Suicide bombings in Yemen kill at least 50 people

Shiite Houthi rebels carry a wounded man at the scene of a suicide attack in Sanaa October 9, 2014.

Shiite Houthi rebels carry a wounded man at the scene of a suicide attack in Sanaa October 9, 2014.

Yemeni officials say two suicide bombings – one in the capital, Sanaa, the other in the country’s south – have killed at least 50 people, the Associated Press reported.

Security and hospital officials say 30 people died when a suicide bomber set off his explosives in central Sanaa on Thursday morning, targeting a gathering of supporters of the rebel Shiite Houthi movement that recently overran the city.

Medics at nearby Police Hospital sent urgent calls for doctors to help cope with a high number of casualties.

Policemen guarding a local bank near the scene said a man apparently wearing a suicide belt approached the Houthi checkpoint. “He then exploded amidst the (Houthi) security and ordinary people near by,” the policemen told Reuters.
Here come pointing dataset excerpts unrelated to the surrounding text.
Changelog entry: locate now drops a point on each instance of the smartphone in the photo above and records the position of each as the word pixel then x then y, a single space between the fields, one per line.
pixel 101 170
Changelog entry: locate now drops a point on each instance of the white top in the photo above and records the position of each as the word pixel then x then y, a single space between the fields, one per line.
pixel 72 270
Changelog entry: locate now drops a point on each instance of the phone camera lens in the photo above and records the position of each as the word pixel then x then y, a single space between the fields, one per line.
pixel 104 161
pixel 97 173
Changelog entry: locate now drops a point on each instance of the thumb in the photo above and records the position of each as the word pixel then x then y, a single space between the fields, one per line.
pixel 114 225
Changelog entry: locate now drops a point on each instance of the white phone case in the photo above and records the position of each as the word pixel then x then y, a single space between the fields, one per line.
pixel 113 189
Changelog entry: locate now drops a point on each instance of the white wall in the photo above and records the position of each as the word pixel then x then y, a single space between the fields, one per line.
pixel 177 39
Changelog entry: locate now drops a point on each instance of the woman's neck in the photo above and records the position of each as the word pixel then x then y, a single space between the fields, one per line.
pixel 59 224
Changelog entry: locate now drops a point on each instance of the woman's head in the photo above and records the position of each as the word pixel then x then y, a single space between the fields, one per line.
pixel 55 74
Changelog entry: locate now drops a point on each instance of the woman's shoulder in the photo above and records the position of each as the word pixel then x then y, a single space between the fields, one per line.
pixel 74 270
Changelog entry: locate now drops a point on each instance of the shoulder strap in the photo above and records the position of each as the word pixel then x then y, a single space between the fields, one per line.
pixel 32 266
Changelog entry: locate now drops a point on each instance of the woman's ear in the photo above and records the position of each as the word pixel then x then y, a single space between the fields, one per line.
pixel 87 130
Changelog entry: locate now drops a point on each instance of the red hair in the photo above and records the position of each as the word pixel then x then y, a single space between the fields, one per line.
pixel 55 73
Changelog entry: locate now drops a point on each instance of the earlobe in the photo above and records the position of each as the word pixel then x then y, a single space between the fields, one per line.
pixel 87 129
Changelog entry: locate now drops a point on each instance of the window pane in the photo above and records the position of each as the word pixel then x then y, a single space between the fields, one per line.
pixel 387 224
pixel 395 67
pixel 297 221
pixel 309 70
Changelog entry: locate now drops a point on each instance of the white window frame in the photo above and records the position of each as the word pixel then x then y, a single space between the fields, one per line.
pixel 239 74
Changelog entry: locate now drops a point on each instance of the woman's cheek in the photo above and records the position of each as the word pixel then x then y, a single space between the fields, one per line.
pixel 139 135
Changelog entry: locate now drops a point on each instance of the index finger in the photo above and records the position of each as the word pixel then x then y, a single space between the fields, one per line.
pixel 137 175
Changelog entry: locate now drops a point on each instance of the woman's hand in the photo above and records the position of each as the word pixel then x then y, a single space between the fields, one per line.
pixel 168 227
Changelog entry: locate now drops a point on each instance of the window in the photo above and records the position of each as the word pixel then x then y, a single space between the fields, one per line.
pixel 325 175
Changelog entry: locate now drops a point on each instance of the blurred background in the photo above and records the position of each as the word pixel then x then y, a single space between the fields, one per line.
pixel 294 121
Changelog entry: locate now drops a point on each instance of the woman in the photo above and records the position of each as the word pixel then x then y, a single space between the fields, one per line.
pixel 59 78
The second bombing took place at the outskirts of the southern city of Mukalla, where a suicide car bomber rammed his car against a security outpost, killing at least 20 soldiers.

No one has claimed responsibility for the attack, but the incident appears to mirror previous bombings carried out by Al-Qaeda in the Arabian Peninsula (AQAP).

In a related story, Yemen’s newly appointed prime minister Ahmed Awad bin Mubarak has turned down his nomination following strong opposition by Shiite rebels who overran Sanaa on Sep. 21, state media said Thursday.

President Abdrabuh Mansur Hadi has accepted Bin Mubarak’s “request to be relieved” of forming a new government which is stipulated by a U.N.-brokered peace deal, Saba state news agency said.

Bin Mubarak took this decision “in a bid to preserve the national unity and protect the country from divisions,” Saba said citing a letter sent by the PM-designate to Hadi.

The Houthi rebels, officially known as Ansarullah, have agreed to cancel protests that they had earlier pledged to stage on Thursday, Saba said.

An aide to Hadi accused the rebels of rejecting the decision because “they do not want to keep their commitments” under the peace deal.